The move will be a "booster for the divestment process", the report noted.
Notably, private refineries are allowed to have complete FDI, while PSU are subject to the 49-51 shareholding structure with the government holding majority stake. Notably, the government is seeking to completely exit the state refiner.
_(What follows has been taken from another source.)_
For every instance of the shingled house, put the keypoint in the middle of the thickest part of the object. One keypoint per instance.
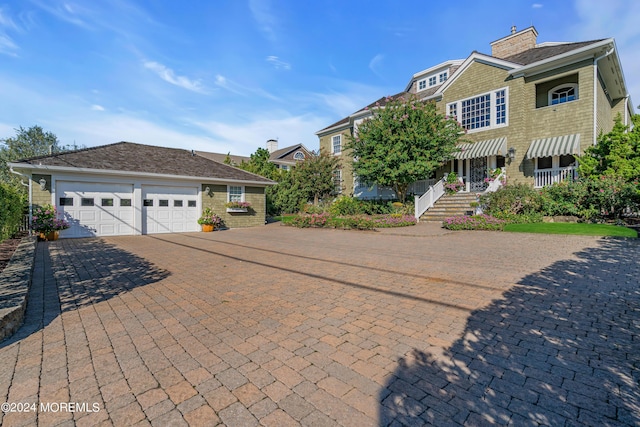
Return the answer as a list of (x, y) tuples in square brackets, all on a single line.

Approval for 100 percent FDI in BPCL would thus require a few tweaks in the rules or exceptions to be made, CNBC Awaaz noted.Sources to @CNBC_Awaaz @RoyLakshman
Govt Cabinet meeting today to approve 100% FDI in BPCL. This will be a booster for divestment process https://t.co/J8FtrRSb2Q
— Yatin Mota (@YatinMota) July 22, 2021
Opening up FDI in the state-run company will broaden its bidder pool and improve chances of quick privatisation.
Notably, the Centre has decided to disinvest its entire holdings in BPCL to a private company as part of its asset monetisation plan. The winning private bidder, foreign or domestic, will eventually end up acquiring not only the refining and marketing assets of BPCL but also all the exploration assets.
The government is doing all it can to improve prospects of its divestment targets this year. Reports have also emerged that the Centre may tweak benefits of Air India employees to appeal to bidders.